Integration/Hardening

  1. Validate Superset version compatibility against real/staged environment.
  2. Verify progressive session recovery and resume flows.
  3. Verify audit replay/run-context capture.
  4. Measure success-criteria instrumentation feasibility.

Testing Strategy

Backend

  • Unit tests for semantic ranking, provenance/conflict rules, clarification prioritization, preview gating, and launch guards.
  • Integration tests for session persistence, Superset adapter behavior, SQL preview orchestration, and SQL Lab launch orchestration with mocked upstream responses.
  • API contract tests for typed response schemas, RBAC enforcement, mapping approval operations, field-level semantic edits, export operations, and session lifecycle.

Frontend

  • Unit/component tests for state-driven UI contracts, provenance rendering, one-question clarification, mapping approval flow, stale preview handling, and launch gating visuals.
  • Integration-style route tests for resume flows, progressive loading, and error recovery states.

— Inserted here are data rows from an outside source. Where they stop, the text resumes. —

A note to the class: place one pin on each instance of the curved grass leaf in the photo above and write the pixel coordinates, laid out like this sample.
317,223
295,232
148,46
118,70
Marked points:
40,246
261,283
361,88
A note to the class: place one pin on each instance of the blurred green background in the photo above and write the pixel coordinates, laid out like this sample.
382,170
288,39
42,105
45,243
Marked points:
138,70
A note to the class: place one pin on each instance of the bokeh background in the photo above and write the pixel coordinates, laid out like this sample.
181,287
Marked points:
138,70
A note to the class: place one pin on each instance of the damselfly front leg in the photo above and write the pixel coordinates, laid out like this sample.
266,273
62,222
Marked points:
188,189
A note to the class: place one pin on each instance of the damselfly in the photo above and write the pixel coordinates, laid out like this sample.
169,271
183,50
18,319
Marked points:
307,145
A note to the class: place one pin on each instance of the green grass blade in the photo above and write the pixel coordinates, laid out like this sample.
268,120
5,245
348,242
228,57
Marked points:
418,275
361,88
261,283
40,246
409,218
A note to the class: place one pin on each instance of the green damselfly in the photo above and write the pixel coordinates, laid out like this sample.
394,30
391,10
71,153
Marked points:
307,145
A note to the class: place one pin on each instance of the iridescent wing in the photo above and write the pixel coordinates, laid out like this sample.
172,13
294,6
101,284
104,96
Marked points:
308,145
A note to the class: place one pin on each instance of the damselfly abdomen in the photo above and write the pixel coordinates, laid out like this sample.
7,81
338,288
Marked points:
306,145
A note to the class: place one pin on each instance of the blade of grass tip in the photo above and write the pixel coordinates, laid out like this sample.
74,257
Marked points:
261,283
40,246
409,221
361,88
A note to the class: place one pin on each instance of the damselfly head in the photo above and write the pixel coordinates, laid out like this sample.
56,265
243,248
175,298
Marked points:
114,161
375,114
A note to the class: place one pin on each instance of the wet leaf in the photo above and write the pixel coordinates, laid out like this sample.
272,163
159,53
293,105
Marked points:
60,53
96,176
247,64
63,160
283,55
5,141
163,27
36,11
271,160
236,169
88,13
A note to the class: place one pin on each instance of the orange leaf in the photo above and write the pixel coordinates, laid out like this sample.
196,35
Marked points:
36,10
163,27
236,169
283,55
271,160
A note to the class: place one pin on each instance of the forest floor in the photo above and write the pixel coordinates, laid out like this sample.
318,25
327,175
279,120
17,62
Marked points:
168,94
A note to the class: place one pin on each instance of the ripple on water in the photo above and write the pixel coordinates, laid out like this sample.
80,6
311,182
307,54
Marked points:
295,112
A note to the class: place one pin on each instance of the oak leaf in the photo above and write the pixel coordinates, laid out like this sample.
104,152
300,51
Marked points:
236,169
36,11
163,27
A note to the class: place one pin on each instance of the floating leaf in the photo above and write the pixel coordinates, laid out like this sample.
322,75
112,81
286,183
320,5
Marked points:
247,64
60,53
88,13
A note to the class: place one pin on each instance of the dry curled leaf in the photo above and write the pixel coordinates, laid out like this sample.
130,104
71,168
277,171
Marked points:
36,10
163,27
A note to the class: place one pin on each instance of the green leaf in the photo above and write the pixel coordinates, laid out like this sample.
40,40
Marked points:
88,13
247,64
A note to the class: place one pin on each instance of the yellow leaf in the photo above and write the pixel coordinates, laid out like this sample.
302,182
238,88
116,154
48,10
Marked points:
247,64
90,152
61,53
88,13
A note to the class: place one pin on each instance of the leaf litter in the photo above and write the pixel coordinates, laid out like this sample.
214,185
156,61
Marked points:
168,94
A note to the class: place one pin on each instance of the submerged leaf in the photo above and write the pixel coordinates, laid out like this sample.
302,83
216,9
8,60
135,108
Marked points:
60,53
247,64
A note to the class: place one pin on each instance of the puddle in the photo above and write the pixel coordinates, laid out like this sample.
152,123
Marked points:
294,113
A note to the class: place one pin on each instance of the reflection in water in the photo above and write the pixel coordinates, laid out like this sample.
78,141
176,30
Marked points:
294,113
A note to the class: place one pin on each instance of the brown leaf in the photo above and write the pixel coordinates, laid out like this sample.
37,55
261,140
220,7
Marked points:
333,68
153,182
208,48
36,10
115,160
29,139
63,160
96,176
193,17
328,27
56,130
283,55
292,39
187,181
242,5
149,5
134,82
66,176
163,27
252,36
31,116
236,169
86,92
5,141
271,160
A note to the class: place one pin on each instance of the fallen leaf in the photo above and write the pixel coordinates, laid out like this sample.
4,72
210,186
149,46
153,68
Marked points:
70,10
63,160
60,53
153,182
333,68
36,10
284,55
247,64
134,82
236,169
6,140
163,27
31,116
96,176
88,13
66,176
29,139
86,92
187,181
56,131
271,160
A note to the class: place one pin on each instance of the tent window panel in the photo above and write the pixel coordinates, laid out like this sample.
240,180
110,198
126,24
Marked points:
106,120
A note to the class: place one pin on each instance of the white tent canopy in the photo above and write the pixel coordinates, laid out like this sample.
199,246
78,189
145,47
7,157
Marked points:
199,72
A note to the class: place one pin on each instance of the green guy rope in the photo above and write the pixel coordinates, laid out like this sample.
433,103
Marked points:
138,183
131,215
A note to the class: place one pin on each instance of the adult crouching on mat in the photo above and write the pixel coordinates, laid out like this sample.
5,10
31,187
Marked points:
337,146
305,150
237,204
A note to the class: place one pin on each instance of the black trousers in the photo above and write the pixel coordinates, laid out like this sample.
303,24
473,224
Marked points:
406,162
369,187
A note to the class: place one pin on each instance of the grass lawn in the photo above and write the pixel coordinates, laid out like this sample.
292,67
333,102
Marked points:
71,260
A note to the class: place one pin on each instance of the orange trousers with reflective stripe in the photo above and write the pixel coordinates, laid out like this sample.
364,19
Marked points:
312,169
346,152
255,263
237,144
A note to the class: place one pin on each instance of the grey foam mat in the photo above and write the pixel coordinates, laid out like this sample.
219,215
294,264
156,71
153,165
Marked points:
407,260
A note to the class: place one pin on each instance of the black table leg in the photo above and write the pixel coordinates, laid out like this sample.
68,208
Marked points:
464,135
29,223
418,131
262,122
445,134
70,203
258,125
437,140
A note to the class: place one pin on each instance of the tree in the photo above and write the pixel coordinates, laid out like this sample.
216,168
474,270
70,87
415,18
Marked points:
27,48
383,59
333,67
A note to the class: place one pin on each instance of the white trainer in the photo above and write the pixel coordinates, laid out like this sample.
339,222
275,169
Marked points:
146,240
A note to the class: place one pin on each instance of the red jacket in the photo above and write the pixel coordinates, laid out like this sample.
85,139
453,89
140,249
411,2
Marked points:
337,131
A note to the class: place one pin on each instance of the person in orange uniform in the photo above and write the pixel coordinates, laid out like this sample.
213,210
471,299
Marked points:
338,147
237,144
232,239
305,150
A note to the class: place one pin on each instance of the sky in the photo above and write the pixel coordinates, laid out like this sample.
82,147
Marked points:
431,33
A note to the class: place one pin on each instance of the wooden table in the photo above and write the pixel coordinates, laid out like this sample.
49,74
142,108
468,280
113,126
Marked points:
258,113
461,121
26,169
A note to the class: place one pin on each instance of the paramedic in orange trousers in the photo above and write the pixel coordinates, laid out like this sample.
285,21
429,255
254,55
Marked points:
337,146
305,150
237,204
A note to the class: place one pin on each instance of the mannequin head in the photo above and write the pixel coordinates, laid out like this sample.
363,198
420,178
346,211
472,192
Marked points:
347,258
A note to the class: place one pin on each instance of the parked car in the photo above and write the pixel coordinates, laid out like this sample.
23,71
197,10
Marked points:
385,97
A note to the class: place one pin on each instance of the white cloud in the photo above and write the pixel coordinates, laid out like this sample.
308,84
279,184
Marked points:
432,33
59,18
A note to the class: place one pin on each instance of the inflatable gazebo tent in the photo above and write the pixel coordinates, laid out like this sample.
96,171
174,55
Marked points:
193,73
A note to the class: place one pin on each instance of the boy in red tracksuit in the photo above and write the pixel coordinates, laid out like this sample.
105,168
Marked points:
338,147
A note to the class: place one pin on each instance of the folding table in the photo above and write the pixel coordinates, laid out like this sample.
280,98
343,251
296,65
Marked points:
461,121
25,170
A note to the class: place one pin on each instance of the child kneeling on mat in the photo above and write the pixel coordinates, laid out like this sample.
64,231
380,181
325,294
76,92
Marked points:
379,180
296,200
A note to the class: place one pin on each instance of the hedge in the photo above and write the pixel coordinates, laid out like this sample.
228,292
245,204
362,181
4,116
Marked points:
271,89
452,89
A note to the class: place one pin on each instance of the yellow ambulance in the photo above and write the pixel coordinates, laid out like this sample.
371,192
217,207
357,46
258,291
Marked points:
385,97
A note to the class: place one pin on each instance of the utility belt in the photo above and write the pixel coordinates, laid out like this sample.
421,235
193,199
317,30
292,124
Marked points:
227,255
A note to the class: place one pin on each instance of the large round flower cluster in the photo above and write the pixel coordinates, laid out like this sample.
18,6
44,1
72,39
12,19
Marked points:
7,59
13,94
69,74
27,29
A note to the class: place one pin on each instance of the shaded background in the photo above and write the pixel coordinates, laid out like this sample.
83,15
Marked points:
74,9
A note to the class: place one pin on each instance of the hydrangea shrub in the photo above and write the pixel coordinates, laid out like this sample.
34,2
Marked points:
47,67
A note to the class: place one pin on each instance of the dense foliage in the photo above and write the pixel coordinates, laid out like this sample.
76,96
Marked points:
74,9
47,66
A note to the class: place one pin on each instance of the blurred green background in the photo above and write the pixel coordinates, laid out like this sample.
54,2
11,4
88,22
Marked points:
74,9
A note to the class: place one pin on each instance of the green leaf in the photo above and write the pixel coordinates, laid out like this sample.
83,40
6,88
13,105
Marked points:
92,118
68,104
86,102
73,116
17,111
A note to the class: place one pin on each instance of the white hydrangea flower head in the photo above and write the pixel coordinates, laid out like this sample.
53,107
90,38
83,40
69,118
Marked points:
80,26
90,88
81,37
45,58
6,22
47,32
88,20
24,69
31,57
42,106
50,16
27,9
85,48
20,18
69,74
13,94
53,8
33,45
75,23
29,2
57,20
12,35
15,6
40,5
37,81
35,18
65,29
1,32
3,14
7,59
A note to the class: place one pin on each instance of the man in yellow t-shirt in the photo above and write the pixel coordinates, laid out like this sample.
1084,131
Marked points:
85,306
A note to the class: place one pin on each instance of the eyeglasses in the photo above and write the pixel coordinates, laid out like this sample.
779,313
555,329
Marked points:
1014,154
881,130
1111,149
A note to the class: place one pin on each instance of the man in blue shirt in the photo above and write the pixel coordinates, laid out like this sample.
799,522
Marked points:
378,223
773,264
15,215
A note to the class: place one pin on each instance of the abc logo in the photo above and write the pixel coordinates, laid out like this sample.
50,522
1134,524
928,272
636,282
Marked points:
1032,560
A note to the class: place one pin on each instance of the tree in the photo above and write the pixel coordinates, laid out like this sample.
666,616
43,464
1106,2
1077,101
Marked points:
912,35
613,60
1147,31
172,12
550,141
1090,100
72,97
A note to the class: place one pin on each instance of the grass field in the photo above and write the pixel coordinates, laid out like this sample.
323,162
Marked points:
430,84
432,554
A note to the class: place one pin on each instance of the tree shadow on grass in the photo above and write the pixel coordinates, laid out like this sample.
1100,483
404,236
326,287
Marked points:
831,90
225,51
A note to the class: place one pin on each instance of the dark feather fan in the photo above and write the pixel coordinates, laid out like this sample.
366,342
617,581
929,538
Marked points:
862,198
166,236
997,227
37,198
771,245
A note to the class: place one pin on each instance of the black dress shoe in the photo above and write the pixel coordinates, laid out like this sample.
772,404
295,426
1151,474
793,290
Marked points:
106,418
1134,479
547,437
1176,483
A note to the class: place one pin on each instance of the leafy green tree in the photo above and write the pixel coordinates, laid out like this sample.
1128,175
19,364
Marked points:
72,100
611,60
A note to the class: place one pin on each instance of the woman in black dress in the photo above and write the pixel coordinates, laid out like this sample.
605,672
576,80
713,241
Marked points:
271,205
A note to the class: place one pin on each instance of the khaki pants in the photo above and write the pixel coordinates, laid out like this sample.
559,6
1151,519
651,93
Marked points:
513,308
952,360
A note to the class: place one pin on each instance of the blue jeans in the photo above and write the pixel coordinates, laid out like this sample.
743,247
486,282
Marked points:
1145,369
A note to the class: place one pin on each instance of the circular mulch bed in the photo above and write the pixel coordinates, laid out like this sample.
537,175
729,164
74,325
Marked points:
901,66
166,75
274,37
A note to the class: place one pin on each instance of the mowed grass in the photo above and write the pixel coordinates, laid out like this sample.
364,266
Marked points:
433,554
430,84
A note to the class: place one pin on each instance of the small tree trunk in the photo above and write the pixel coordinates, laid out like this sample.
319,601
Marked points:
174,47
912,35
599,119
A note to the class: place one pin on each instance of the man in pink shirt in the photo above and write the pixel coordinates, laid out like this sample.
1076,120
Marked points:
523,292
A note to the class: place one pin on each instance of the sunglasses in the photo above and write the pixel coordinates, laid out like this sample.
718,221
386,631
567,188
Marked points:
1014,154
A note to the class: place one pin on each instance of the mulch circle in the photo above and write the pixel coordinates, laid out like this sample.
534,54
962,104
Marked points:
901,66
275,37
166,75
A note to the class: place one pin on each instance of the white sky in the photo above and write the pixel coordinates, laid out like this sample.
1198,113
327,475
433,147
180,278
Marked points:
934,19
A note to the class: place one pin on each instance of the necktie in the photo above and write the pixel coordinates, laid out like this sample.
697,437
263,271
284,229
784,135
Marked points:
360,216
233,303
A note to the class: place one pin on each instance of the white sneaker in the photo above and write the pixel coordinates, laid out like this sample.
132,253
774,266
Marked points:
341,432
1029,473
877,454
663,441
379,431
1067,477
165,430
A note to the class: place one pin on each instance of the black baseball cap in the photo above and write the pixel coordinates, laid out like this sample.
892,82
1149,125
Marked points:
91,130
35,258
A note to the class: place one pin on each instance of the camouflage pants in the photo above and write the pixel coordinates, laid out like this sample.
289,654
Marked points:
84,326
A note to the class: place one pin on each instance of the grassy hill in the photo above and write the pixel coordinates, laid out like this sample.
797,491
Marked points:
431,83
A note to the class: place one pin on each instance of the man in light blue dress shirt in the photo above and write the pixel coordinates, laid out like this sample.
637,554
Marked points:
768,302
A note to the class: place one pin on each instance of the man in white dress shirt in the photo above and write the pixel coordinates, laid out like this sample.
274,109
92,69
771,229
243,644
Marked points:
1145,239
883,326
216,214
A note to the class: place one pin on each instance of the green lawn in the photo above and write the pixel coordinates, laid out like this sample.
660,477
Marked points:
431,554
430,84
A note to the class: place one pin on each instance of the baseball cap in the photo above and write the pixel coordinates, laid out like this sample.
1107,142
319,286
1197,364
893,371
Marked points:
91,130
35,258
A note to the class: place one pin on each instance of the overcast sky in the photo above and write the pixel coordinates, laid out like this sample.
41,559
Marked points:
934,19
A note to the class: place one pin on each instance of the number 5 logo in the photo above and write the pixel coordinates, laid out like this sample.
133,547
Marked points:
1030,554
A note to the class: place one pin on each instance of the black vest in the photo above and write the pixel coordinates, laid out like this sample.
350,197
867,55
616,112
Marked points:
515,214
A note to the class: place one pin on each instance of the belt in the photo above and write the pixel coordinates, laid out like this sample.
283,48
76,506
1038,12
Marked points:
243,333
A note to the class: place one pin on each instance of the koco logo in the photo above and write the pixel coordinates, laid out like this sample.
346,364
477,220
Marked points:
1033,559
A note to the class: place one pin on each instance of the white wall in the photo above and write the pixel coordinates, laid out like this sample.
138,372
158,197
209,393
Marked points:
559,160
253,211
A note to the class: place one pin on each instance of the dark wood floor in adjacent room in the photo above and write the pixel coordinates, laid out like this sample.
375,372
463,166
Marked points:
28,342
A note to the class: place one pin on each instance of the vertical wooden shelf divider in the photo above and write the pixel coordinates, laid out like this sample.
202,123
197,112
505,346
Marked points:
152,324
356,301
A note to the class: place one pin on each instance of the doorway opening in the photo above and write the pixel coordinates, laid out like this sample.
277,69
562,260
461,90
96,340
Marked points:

External Dependency Strategy

  • Mock Superset APIs for CI determinism.
  • Use stable fixtures/snapshots for LLM-produced structured outputs.
  • Treat provider/transport failure as explicit degraded states rather than semantic failure.
  • Include replayable fixtures for imported filters, template variables, conflict cases, and compilation errors.

Risks & Mitigations

Risk Why It Matters Mitigation
Superset version lacks a stable compiled-preview endpoint FR-029 and WYSIWWR depend on native Superset-side compilation Resolve in Phase 0; if unsupported, stop and renegotiate UX/feature scope before implementation
Superset link/native filter formats differ across installations Could make import brittle or partial Design recovery as best-effort with explicit provenance and recovery-required state
SQL Lab launch handoff is inconsistent across environments FR-032 requires canonical audited launch target Research version-compatible creation strategy and define fallback as blocked, not silent substitution
Semantic resolution logic becomes an orchestration god-object Hurts maintainability and contract traceability Separate SemanticSourceResolver, ClarificationEngine, and Superset extraction responsibilities
Fuzzy matching creates too many false positives Undermines trust and increases approval burden Keep explicit confidence hierarchy, review-required fuzzy matches, and field-level selective application
LLM/provider outages interrupt review quality Could block non-critical enrichment Degrade to partial review state with preserved trusted-source results and explicit next action
Session lifecycle becomes hard to resume safely FR-019 and FR-036 require resumability Persist answers, approvals, and current recommended action as first-class session state

Post-Design Re-Check Criteria

After Phase 1 artifacts are produced, re-check:

  • semantic protocol coverage against all planned modules/components,
  • UX-state coverage against /home/busya/dev/ss-tools/specs/027-dataset-llm-orchestration/ux_reference.md,
  • explicit API support for field-level semantic actions, mapping approval, exports, and session lifecycle,
  • belief-state/logging expectations for Complexity 4/5 Python modules,
  • typed schemas sufficient for backend/frontend parallel implementation,
  • quickstart coverage of happy path plus critical negative/recovery paths.

Complexity Tracking

Fill ONLY if Constitution Check has violations that must be justified

No justified constitution violations at planning time.